Impact of Agricultural Output on Economic Growth in Nigeria and Ghana (1985-2014): A Comparative Analysis
Abstract
This paper examined comparatively the “impact of agricultural output on economic growth in
Nigeria and Ghana”. Nigeria and Ghana have similar economies and the striking similarities are
that both countries have agriculture as the mainstay of their economies and have been
experiencing a declining contribution of agriculture to GDP. Since both countries have similar
economies, it is interesting to know which of the country’s agriculture output contribute more to
their GDP and why so that the other will learn from the experience of the other. That constitutes
the problem of this study. The main aim of this study was to investigate the impact of agricultural
output in stimulating growth in both countries. A model was formulated to give empirical content
to the stated hypotheses which were analyzed via the Vector Error Correction (VEC) Mechanism.

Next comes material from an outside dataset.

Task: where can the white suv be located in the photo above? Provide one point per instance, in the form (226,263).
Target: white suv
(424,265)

Data was collected from relevant sources for 30 year period spanning 1985 to 2014. It was
collected for variables such as for the agricultural output, industrial output, services output and
Real Gross Domestic Product (RGDP). The study showed, the coefficients of the variables in
Nigeria as follows; AGO (-1.97), IDO (2.21) and SVO (-1.81) which implies that the contribution
of agriculture to GDP is insignificant in accelerating economic growth as compared to other
sectors, however, industrial sector perform better in Nigeria than Ghana while in Ghana the
coefficients are AGO (2.52), IDO (0.42) and SVO (1.44), which implies that in terms of
contribution to GDP, agriculture contributed to Ghana GDP than other sectors followed by service
sector. The paper concluded that there exists a significant difference in the impact of agricultural
output oneconomic growth in Nigeria and Ghana. The study therefore, recommended amongst
others that; first, the government of Nigeria and Ghana should make efforts in increasing the
expenditure in the agricultural sector. Secondly, that, given the potential of the agricultural sector,
Commercial Banks, Bank of Agriculture and other financial institutions in Nigeria should channel
more loans and credit facilities to the sector in order to encourage farmers to increase output
through improved seedlings, adequate manure and proper land usage. Finally, policies aimed at
increasing the quality of agricultural outputs should be initiated, implemented and used as major
tools that would precipitate economic growth in Nigeria and Ghana. More farm implements and
inputs should be provided to boost output growth.